以下が、主観だらけの、ほとんど顰蹙(ひんしゅく)ものの内容になるのは、十分承知している。ただ、どこかでこんな見方がある、ということを表明するためにも、あえて記してみる。だから異論・反論があることは、覚悟の前である。
数日前、NHKの「突撃!カネオくん」を見ていたら、バルセロナの大聖堂サグラダ・ファミリアを取り上げていた。スペインの建築家アントニオ・ガウディの未完の建築だが、その完成がそろそろ近づいているという。ガウディは、もはや現代建築家とはいえないが、いまだに建築中ということを考えれば、サグラダ・ファミリアを現代建築と見てもよいのではないかと思う。
これは少数意見には違いないが、私はサグラダ・ファミリアを、少しも美しいとは思わない。映像や写真でしか知らないが、過剰さが目立ち、実にグロテスクである。ホーエンツォルレン橋を前景にしたケルン大聖堂のような美しさはどこにもない。これを目当てに観光客がやって来るなど、およそ信じられない。
標題に掲げた内容は、そこからのさらなる連想である。いまの(日本の)現代建築家は、どうやら自分の設計した建築物を、後代に残すべき芸術作品と考えているらしい。その愚かさを、以前から感じることもあった。
ある公(おおやけ)の建物が、完成後、雨漏りがひどく、一部改修せざるをえなくなった。ところが、外観に手を着けてはならないとする契約が、それを設計した建築家との間になされており、それでなかなか雨漏りの修理ができずにいる、という話を耳にしたことがある。
おそらくは、自分の設計した建築は、後代に残すべき作品なのだから、それを一部でも毀損(きそん)するような行為は許さない、とする建築家の意志が、その背後にあるのだろう。
だが、建築物は、何よりも実用が目的である。実用に不便があれば、使う側の勝手で、どう改修しようと自由であるはずである。外観に手を着けてはならないというのは、建築家の思い上がりである。それが、後代に残すべき作品かどうかは、歴史(時間)がおのずと決めることだと思う。
これとは意味合いが違うが、建築家に対する不審を覚えたことが他にもあるので、これもついでに記しておく。

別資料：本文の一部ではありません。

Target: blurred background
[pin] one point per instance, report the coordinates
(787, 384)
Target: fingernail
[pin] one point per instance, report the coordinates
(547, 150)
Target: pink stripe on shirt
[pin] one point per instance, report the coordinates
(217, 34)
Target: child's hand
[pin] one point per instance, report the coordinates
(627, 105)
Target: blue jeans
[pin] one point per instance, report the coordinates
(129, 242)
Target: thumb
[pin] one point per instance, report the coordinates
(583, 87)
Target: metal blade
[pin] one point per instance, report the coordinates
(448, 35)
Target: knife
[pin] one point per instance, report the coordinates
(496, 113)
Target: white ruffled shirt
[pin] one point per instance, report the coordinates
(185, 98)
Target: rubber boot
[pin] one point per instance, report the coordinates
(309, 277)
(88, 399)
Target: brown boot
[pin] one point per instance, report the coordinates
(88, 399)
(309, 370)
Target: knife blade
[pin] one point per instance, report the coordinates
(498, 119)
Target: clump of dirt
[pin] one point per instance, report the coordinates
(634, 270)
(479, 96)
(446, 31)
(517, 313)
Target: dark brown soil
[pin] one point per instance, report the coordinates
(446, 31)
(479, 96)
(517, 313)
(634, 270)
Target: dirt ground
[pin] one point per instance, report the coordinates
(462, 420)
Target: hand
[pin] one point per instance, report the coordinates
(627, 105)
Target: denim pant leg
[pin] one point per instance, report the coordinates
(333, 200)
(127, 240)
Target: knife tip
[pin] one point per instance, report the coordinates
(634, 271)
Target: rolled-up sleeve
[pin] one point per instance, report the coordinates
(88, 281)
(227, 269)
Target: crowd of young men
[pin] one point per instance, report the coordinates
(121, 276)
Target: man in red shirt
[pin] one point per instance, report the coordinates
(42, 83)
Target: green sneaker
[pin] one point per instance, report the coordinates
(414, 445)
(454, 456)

安藤忠雄といえば、現代を代表する世界的な建築家として知られている。ずいぶん前のことだが、私の知人のルール大学のS先生が、東大の私の研究室にやって来たことがある。その時、昂奮気味に話した第一声が、「いまそこで安藤忠雄と出会った」というもので、安藤の名声が、いかに世界に轟いているのかを、それで知った。当時、安藤は工学部建築学科の教授だったから、S先生が東大の構内で出会っても不思議はない。
ところが、私は、その安藤に不審を持っている。まことに些細なことには違いないが、その不審はいまも消えずに残っている。
東大の赤門から正門の方向に、本郷通りと並行するような通路がある。赤門の側から見て通路の右には綜合図書館、より正確にいえば、史料編纂所の古い建物がある。その真向かい、通路を隔てた反対側の細長い敷地に、本郷通りを背にして、2008年、これまた実に細長い建物が建てられた。敷地は、100✕15メートルほどという。情報学環(旧新聞研)の建物である。
その設計者が安藤忠雄である。ベネッセ・ホールディングスが建築資金を提供し、いまも福武ホールと呼ばれている。
問題は、その敷地である。かつてここには、本郷通りの喧騒を防ぐ意味もあって、多くの樹木が植えられていた。中には、めずらしい桜の木もあった(某先生の教示)。ところが、この福武ホール建設のため、もっとも本郷通りに近い一部を残して、みな切り倒されてしまった。
呆れ果てたのは、その福武ホールが、別に“Thinking Forest”と名のったことである。多くの樹木を切り倒して、何が“Forest”かと、当時思った。
さらに、馬鹿げたことだと思ったのは、その細長い建物の通路側に、目隠しのような長い屛を設置したことである。その意味がまったくわからない。この屛も、安藤の設計の一部だが、ここだけは自信をもって、無様(ぶざま)なありようだといえる。
以前なら、落書きで一杯になりそうな、そうでなければビラだらけになりそうな屛である。いまはさすがに、そうした狼藉(ろうぜき)は見られない。この横を通るたびに、私など、いつも「長い屛、つい小便がしたくなり」という句が、頭に浮かんだものである。
そんなこともあって、この福武ホールとやらには、自分の意志で足を踏み入れることはついにしなかった。だから、これも建築家への不審の一端になる。